Appellants' requested instructions Nos. 14 and 15 which were given by the court relative to what constituted a joint enterprise plainly told the jury that if these ladies were engaged in a joint enterprise and the driver of the car, Mrs. Summerville, was guilty of contributory negligence, her negligence then would be attributed to Mrs. Palmer and that appellees could not recover.

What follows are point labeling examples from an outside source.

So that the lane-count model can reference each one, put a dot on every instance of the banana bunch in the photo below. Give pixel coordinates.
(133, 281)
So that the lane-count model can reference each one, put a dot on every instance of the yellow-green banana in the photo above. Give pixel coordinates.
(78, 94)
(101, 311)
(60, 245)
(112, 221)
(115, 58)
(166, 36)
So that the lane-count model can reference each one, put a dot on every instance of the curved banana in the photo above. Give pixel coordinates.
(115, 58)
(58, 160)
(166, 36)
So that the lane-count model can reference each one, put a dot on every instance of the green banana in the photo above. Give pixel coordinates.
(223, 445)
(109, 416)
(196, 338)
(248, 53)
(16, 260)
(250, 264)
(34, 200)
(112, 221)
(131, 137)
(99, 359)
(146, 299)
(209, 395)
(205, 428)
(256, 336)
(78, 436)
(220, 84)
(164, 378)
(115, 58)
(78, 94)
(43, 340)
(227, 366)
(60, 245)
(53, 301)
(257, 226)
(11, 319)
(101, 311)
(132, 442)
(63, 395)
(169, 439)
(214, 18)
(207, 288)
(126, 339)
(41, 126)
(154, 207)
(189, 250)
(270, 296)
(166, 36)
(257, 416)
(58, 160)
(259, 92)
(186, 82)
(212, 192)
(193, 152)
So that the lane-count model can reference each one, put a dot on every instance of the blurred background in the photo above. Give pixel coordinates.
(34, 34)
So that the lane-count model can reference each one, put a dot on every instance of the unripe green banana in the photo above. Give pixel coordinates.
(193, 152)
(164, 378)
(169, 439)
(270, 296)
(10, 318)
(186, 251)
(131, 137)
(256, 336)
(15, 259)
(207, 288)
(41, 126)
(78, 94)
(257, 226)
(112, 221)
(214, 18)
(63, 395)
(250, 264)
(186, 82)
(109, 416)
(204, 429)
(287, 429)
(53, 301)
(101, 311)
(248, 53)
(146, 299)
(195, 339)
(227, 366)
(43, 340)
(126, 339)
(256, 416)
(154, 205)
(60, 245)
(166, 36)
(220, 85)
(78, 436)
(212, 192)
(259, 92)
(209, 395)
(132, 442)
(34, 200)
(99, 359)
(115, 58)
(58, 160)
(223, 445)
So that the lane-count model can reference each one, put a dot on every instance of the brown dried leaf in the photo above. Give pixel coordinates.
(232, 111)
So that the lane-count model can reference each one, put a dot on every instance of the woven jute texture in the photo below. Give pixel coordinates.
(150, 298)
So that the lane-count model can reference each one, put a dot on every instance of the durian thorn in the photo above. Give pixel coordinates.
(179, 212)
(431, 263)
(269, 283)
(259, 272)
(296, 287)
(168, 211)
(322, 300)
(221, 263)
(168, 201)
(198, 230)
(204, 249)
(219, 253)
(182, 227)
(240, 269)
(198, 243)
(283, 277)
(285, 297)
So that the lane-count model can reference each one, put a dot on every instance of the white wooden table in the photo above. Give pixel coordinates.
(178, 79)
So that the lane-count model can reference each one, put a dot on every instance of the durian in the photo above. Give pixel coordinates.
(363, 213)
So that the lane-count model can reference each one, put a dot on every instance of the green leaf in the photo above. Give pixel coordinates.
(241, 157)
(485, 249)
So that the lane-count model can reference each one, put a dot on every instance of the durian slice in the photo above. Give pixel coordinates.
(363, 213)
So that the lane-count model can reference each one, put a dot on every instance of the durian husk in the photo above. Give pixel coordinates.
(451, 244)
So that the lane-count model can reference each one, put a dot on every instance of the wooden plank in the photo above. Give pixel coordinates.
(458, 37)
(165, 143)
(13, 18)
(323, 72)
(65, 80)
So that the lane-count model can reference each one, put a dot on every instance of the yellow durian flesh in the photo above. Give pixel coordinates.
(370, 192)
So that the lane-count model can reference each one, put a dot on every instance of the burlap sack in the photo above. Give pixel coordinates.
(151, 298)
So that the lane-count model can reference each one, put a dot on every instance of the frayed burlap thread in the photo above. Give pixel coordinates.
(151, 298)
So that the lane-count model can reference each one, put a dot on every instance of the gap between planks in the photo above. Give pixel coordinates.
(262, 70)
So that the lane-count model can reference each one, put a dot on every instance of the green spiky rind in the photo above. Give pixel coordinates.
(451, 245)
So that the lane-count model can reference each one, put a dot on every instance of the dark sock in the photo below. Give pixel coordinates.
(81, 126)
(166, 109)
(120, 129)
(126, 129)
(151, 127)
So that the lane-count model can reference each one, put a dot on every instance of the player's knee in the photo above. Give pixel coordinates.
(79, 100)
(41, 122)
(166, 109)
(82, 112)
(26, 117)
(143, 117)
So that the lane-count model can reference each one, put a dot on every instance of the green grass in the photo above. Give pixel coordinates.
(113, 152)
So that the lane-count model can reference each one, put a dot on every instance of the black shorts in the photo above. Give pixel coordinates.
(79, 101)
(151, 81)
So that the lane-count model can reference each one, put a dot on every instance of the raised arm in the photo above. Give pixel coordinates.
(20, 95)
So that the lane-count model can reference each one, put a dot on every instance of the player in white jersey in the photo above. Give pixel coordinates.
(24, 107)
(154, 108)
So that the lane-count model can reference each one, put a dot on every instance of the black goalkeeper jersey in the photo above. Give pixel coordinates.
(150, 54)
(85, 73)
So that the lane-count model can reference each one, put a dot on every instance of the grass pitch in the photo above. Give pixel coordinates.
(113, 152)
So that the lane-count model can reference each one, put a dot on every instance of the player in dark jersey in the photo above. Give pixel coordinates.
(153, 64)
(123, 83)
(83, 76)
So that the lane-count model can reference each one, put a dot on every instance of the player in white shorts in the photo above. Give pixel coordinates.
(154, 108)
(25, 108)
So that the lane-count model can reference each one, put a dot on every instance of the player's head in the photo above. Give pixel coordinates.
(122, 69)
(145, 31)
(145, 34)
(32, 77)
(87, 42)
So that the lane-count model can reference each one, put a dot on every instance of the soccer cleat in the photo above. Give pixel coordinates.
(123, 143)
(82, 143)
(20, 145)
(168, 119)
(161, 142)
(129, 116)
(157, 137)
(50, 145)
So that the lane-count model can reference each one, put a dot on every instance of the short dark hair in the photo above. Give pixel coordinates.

Appellants also contended that the judgment in favor of Mrs. Palmer is excessive. Mrs. Palmer was 32 years of age and capable of earning from $125 to $150 per month as a school teacher. She had been teaching a number of years and had contracted to teach a school *Page 748 in Texas for $125 per month at the time she was injured. She had a long expectancy and according to the evidence introduced by her she will never be able to teach school again. We had occasion to refer in this opinion to the character and kind of injury she received and deem it unnecessary to describe the injury again. We simply add that after she received the injury and reached her home in Texas she suffered intense and excruciating pain. Immediately after being hurt she complained of her back being broken and after she reached Texas her physician required her to lay flat on her back four months on a hard cot; that she wears a cast to hold her back in position; that it is a brace with steel supports; that without it she is helpless, can only walk across the floor; that she cannot lift or move objects; that the brace was put on shortly after the first X-ray pictures were taken about August 20; that she has been compelled to wear the brace ever since in order to get about at all; that the least exertion causes her great pain and suffering. We think the character and permanency of the injury which has incapacitated her and destroyed her earning capacity together with the intense pain she has suffered and will continue to suffer fully justified the jury in rendering a verdict in her favor for $14,500. Certainly it cannot be said that the amount of the verdict indicates passion or prejudice on the part of the jury.

No error appearing, the judgments are affirmed.

SMITH, C.J., SMITH and McHANEY, JJ., dissent.